4) Par décision du 19 novembre 2010, la CCRA, après avoir joint les recours, a confirmé l'autorisation de démolir et annulé l'autorisation préalable de construire DP 18'223-7 au motif que le projet finalement autorisé n'avait pas été soumis pour préavis à la commune de Genthod qui ne s'était prononcée que sur un projet antérieur.

5) Entre-temps, le 6 août 2010, Cap Estate a déposé une demande définitive de construire un immeuble de logements et commerces sur ses parcelles (DD 103'809-4).

Le projet portait sur la construction d'un bâtiment à toit plat, de type R+2 avec sous-sol, comprenant trois appartements en PPE dont deux de 8 pièces et un de 5 pièces pour une surface brute totale de 830 m2 ainsi que 111 m2 de surface commerciale au rez-de-chaussée.

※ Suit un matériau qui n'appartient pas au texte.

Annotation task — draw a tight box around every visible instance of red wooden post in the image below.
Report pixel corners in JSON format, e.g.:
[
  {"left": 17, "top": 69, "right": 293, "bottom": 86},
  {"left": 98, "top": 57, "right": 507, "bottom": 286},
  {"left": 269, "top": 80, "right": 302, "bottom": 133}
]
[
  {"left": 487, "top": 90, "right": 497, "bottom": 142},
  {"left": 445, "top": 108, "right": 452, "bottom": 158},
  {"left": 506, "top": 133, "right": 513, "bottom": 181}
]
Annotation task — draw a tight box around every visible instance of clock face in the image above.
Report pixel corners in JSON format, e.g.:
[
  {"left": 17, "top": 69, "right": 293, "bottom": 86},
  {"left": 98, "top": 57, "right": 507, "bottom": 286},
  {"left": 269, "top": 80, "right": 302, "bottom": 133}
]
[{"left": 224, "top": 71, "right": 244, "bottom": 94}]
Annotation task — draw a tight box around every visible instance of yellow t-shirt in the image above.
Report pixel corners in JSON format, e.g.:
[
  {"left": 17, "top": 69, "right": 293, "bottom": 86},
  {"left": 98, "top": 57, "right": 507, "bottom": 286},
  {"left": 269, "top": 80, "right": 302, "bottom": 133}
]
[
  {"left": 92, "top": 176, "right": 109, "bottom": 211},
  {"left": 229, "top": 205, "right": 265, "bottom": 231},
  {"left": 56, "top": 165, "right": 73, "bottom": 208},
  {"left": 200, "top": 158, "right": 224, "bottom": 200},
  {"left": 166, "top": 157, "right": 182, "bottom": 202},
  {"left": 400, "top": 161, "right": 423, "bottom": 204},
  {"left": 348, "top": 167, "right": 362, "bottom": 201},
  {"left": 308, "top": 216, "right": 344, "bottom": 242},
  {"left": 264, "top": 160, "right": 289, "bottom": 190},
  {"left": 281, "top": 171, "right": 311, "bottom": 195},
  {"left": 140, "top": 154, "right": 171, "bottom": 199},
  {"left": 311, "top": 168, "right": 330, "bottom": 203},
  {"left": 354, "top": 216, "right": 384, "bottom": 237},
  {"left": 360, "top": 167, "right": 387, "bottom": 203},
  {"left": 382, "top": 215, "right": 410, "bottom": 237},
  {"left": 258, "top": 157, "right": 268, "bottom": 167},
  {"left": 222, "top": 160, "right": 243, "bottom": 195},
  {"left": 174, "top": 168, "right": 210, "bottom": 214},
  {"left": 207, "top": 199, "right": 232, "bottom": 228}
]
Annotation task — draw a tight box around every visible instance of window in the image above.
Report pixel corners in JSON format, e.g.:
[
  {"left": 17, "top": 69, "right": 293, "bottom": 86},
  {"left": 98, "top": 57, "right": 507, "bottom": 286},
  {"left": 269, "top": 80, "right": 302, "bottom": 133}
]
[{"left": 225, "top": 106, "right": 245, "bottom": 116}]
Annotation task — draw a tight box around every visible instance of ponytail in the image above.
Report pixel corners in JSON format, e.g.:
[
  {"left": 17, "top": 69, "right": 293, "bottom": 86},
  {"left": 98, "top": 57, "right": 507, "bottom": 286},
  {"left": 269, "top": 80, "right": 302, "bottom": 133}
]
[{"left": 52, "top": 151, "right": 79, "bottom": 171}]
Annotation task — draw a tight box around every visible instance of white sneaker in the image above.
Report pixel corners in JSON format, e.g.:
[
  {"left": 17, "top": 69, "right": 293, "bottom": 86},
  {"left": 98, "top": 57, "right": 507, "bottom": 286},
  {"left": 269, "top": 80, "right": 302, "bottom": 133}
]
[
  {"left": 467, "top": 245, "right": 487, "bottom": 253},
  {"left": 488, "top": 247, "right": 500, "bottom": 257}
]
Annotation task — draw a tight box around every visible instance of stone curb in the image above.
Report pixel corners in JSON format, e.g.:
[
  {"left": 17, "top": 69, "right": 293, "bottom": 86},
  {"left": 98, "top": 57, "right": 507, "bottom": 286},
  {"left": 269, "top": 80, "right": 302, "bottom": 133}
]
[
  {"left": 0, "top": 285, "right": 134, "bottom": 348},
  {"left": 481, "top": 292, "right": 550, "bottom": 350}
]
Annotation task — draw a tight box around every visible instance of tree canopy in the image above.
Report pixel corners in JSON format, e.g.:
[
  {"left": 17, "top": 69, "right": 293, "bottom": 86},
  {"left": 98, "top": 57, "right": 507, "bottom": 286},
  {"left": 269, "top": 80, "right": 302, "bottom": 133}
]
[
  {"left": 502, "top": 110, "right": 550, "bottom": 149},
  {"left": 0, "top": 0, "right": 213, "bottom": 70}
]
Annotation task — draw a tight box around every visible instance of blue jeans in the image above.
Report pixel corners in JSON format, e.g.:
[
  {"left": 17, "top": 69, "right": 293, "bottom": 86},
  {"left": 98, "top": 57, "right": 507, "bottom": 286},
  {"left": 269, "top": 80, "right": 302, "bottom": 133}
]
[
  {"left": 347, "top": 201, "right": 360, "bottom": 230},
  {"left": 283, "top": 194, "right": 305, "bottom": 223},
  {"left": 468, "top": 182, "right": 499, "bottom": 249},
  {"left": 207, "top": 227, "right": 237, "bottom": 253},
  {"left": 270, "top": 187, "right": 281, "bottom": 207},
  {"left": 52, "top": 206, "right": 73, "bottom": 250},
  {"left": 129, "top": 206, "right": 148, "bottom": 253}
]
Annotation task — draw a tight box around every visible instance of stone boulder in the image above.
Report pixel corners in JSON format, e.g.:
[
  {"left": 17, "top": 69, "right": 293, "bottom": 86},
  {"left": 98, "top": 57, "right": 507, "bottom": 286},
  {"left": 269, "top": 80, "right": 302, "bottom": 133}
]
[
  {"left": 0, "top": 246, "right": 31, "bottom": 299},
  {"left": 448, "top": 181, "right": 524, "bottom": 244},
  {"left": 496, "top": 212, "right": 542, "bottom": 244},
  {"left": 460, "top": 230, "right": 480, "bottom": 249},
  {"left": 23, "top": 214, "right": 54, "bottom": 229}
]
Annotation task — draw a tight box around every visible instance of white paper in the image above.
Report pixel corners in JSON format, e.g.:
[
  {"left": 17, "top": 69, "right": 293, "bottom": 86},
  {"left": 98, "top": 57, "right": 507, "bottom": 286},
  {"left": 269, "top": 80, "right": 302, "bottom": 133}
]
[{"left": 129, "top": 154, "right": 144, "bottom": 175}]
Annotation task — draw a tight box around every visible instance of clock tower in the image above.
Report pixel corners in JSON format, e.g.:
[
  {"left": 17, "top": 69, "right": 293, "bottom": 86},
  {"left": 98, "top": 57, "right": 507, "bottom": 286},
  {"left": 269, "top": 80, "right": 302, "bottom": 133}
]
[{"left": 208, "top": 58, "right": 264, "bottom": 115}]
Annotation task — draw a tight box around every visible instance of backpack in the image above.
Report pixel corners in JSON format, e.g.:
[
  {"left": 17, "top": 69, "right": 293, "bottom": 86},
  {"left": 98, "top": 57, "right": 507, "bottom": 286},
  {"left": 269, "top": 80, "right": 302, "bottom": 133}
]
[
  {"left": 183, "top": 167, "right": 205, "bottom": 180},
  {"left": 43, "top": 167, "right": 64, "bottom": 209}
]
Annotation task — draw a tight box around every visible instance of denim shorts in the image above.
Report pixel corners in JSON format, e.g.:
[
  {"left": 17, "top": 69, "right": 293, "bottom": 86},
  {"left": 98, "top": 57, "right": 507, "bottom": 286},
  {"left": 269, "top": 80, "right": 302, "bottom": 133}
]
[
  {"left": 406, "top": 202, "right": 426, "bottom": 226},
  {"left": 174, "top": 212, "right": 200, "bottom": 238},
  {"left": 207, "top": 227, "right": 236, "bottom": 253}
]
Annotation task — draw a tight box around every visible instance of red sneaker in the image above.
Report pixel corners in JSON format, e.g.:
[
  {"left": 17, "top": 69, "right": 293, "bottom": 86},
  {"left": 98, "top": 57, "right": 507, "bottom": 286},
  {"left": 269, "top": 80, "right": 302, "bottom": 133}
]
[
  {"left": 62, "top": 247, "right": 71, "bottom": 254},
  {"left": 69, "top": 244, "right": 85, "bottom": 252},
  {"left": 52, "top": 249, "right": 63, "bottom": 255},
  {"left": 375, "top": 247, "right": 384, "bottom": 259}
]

Tous les préavis recueillis lors de l'instruction de cette demande ont été favorables au projet. Se sont notamment exprimés :

- la SCA qui a indiqué, le 7 septembre 2010, être favorable à l'octroi d'une dérogation au sens de l'art. 106 LCI. Le projet s'inscrivait dans la continuité de la demande préalable de sorte qu'elle n'avait pas d'objections particulières à formuler quant aux questions de gabarit, d'implantation, de volume et d'accès qui respectaient les préavis rendus précédemment ; il était précisé que M. Jucker n'avait pas participé à ce point de l'ordre du jour ;

- l'office du génie civil, le 21 octobre 2010, s'était prononcé positivement.. Suite au projet de réaménagement de la route de Lausanne dans la traversée de Bellevue, initié par la commune, le service des routes demandait l'acquisition d'une surface de 85 m2 de la parcelle n° 573 ou la création d'une servitude de passage pour piétons et cycles au profit du domaine public cantonal.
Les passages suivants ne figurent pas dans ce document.